General reference architecture

Fig. 13
A flow chart depicts the architecture of secure I o T from top to bottom. It consists of a web browser, Yubi key, H T T P S, microservices, Google Oauth public key ingress server, authentication server, H T T P S gateway, and I o T unit.

RTE reference architecture for secure IoT

Important note: In August 2022, Google announced that Google Cloud’s IoT Core service would be discontinued within the year. For business customers and other professional users, this can potentially lead to big and time consuming migration projects. Thus, using cloud solutions that rely on services being maintained by other parties can cause extra work and should be part of a risk discussion with concerned clients and users. In this particular case, the discontinuation of IoT Core does not affect the Tucana project.

10 Conclusion

Working with ML in embedded systems require decisions that concern working with limited resources, security, real-time response requirements, high throughput-performance, cloud or edge computing, requirements of robustness, transparency and so on. This chapter provides a number of short introductions to areas that are central to embedded systems that integrate AI solutions.
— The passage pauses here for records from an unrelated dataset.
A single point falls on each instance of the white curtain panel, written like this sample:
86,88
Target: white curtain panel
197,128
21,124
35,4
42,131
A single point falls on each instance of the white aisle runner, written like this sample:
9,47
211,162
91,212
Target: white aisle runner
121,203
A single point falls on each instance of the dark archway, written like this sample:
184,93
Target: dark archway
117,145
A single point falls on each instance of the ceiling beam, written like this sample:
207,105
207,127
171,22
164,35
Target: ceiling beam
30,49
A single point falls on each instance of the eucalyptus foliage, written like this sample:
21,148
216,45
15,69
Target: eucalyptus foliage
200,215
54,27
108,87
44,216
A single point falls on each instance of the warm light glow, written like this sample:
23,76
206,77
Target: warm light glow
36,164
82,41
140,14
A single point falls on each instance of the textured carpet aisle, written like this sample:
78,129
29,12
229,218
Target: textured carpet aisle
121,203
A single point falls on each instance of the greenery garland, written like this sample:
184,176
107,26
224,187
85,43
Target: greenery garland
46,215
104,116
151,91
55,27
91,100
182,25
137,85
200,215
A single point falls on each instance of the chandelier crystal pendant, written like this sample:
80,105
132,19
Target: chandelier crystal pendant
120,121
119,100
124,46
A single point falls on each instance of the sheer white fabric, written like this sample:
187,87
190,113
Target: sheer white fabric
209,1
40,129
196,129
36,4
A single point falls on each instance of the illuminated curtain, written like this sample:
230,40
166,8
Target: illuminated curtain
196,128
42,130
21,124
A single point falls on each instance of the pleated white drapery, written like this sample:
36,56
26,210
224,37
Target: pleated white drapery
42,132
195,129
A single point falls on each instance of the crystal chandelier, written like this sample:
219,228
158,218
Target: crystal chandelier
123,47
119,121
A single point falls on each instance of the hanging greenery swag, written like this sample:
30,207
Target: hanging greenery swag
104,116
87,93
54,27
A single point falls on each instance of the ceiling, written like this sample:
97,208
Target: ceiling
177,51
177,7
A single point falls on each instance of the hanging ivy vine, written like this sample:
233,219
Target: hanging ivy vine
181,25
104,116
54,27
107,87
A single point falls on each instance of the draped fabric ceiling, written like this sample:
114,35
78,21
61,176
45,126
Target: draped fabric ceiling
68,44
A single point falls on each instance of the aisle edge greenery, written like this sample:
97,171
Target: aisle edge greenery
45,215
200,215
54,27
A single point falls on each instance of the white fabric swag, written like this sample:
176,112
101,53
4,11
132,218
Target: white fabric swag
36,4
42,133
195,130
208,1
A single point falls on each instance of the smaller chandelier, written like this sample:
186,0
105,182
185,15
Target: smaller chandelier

We conclude that no ML algorithm will be more intelligent than data exploration and interpretation allow it to be, and hence we want to put extra emphasis on this domain. As the Tucana project proceeds, an important conclusion is also that ML can serve as a powerful tool during the development phase, but an ML model might not have to be included in the final product. As data exploration is a necessary part of all ML development, learning about the data itself, using for example ML technologies, can lead to other ways to integrate this knowledge in the final product. This can prove to be a more stable and robust software. Thus, ML can also serve as a feasible learning tool, and evaluation and validation of ML models will have to guide the development team along the way. Suggestions for further development in the Tucana project include for example completing a design that can combine cloud and edge computing depending on network availability, and implementing a dynamically retrained framework architecture for embedded AI.